The sufficient condition is that the Hessian matrix at the point $\left(x_{m},y_{m},z_{m}\right)$ is positive definite. The Hessian matrix for the function $f$ in any point $\left(x,y\right)$ is

$$ H_{f}=\left(\begin{array}{ccc} f^{\prime\prime}_{xx} & f^{\prime\prime}_{xy}& f^{\prime\prime}_{xz}\\ f^{\prime\prime}_{yx} & f^{\prime\prime}_{yy}& f^{\prime\prime}_{yz}\\ f^{\prime\prime}_{zx} & f^{\prime\prime}_{zy}& f^{\prime\prime}_{zz} \end{array}\right)=\left(\begin{array}{ccc} 4 & 1 & 0\\ 1 & 2 & 1\\ 0 & 1 & 2 \end{array}\right). $$

And in particular, at point $\left(x_{m},y_{m},z_{m}\right)=\left(1.2,1.2,3.4\right)$, since all the elements are constant, the value is the same.

The sufficient minimum condition is that the Hessian matrix is positive definite.

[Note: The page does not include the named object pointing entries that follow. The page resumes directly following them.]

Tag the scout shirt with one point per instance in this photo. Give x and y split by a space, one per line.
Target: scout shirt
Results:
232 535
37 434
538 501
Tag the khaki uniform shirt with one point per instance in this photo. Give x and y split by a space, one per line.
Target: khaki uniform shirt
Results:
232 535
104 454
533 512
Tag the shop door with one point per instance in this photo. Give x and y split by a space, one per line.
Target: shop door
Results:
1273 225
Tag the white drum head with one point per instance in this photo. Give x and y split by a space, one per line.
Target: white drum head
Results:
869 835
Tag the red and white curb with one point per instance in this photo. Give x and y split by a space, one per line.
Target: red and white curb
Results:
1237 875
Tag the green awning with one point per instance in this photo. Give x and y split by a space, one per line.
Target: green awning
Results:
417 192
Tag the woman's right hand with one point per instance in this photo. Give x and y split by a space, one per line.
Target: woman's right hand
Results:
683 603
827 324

A matrix is positive definite if and only if all its leading principal minors are positive. So we check them $$ \left|\begin{array}{ccc} 4 & 1 & 0\\ 1 & 2 & 1\\ 0 & 1 & 2 \end{array}\right|= 10\gt0 \qquad \left|\begin{array}{cc} 4 & 1\\ 1 & 2 \end{array}\right|=7\gt0\quad\mathrm{y} \qquad \left|4\right|=4\gt0. $$

Therefore the matrix is positive definite and the sufficient condition of minimum is met.

Prove that the local minimum found is, in fact, global

To prove that the minimum is unique, it is enough to prove that the function is convex.

If the Hessian is positive definite for all points of the function, it is convex. As the Hessian matrix has constant elements and is positive definite, it is positive for the entire function and if there is a minimum, it is unique.